Pangsit Mie Cak War Lamongan, Kuliner Legendaris Berumur 35 Tahun
Siapa yang tidak kenal dengan Mie Pangsit Cak War? Nama ini cukup melegenda di Lamongan. Sosok penjual mi pangsit di atas gerobak butut, di teras rumah, di Jalan Soemargo, Lamongan. Di tempat yang sederhana itu, pembeli hanya disediakan beberapa kursi panjang di dalam rumah serta lesehan tikar.
Sekalipun begitu, Mie Pangsit Cak War tak pernah lekang termakan zaman. Menjamurnya tawaran beragam menu, sajian dan tempat penjualan beragam masakan mi dengan beragam nama pula, tidak juga mampu menenggelamkannya.
Selama 35 tahun lebih, Mie Pangsit Cak War tetap laris manis. Setiap hari selalu habis. Sedikitnya 10-15 kilogram mi tandas per harinya. "Kalau nuruti pembeli, dua puluh kilo juga habis. Tapi, badan ini yang tidak kuat. Capek," kata Cak Shodiq, penjual Mie Pangsit Cak War, kepada ngopibareng.id.
Memang, pembeli Mie Pangsit Cak War sungguh luar biasa. Mulai buka habis maghrib, pembeli terus mengalir. Baru berhenti setelah habis. Jangan heran jika untuk bisa menikmatinya, harus rela antre.

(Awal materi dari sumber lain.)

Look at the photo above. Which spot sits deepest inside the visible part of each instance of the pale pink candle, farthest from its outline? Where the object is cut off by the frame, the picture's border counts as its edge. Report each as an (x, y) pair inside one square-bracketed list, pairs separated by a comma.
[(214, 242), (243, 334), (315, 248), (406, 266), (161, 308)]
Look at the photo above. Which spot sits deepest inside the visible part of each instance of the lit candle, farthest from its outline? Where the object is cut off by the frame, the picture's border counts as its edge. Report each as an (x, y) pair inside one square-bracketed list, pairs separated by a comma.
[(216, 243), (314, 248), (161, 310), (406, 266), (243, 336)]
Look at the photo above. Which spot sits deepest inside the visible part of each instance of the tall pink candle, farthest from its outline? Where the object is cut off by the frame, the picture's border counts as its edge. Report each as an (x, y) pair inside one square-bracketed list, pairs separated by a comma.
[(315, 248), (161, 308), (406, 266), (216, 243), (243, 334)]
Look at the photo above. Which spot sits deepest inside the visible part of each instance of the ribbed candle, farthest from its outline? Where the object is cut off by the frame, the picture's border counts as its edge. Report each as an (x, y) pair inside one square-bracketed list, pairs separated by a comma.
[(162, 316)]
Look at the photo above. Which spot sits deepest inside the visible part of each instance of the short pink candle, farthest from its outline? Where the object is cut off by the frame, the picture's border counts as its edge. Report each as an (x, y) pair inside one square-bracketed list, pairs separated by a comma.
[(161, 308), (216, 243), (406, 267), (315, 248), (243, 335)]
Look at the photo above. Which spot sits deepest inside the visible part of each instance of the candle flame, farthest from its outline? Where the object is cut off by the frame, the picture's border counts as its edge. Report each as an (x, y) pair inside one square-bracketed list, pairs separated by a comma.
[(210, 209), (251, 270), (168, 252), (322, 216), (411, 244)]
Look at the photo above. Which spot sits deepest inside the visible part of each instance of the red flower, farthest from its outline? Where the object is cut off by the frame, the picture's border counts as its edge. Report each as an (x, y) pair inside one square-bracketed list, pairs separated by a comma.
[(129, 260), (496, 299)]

Karena, sekali masak untuk 6-10 porsi mangkuk. Bahkan, tak jarang untuk 20 porsi disajikan dalam satu masakan. Juga, karena cara memasaknya ala tradisional, maka butuh waktu cukup lama.
Yakni, sembari memasak mi buatan sendiri yang dimasukkan tempat godokan. Sejumlah mangkuk yang ditata berderet, satu persatu dituangi bumbu cair berminyak. Kemudian dimasuki lombok matang (godokan) yang jumlahnya sesuai permintaan.
Ini terkait selera, apakah pembeli meminta biasa, agak pedas atau pedas sekali. Kalau zaman sekarang terkait masakan mi diistilahkan dengan level-level kepedasannya.
"Kalau minta biasa tidak pedas hanya lombok satu. Kalau minta pedas puol, kadang sepuluh sampai dua belas lombok," imbuh Cak Shodiq, sembari meracik bumbu dalam mangkuk.
Mi pangsit menjadi berasa sesuai dengan selera, rupanya dari jumlah lombok yang dihaluskan secara manual. Lombok di dalam mangkuk tadi digerus dengan menggunakan sendok makan.
Begitu racikan siap dan mi yang sudah dicampuri sawi sudah matang, lalu dituangkan ke mangkuk sesuai takaran. Selanjutnya ditaburi toping serbuk campuran bumbu, acar dan bawang goreng. Tidak lupa, dilengkapi dengan beberapa butir gorengan pangsit.
Jika pembeli ingin menambahkan saus tomat atau kecap, sudah disediakan di tempat makan. "Ya begini ini resepnya. Sejak dulu ya seperti ini. Alhamdulilllah, sampai sekarang masih diberi rezeki laris, " tukas Cak Shodiq, yang dibantu adik serta istrinya untuk melayani pemesanan minum.
Khakim, salah seorang langganan mengaku puas setelah menyantap mi pangsit Cak War. Ia mengaku mengenal Mie Pangsit Cak War sejak masih SD. Saat itu ia sering diajak orang tuanya. "Tetapi, seingat saya tidak di tempat sekarang ini, " tutur pria asal Karanggeneng, yang kini berusia 28 tahun ini.
Cak Shodiq sebelumnya menceritakan, benar adanya bahwa sebelum berjualan di Jalan Soemargo, ia juga pernah di beberapa tempat lain di dalam kota Lamongan. Bahkan, jauh sebelumnya, ia berjualan keliling.
Waktu itu, yang berjualan adalah kakak kandungnya, yang bernama Cak Uwar. Nama ini menjadikan terkenalnya Mie Pangsit Cak War. Sedang Cak Shodiq mengaku ikut berjualan sejak 1988.
"Usaha ini saya lanjutkan sejak 2002, setelah kakak meninggal dunia. Tapi, namanya tetap Mie Pangsit Cak War. Setiap hari buka, kecuali malam Jumat libur atau pas ada keperluan yang tidak bisa saya tinggalkan" pungkasnya.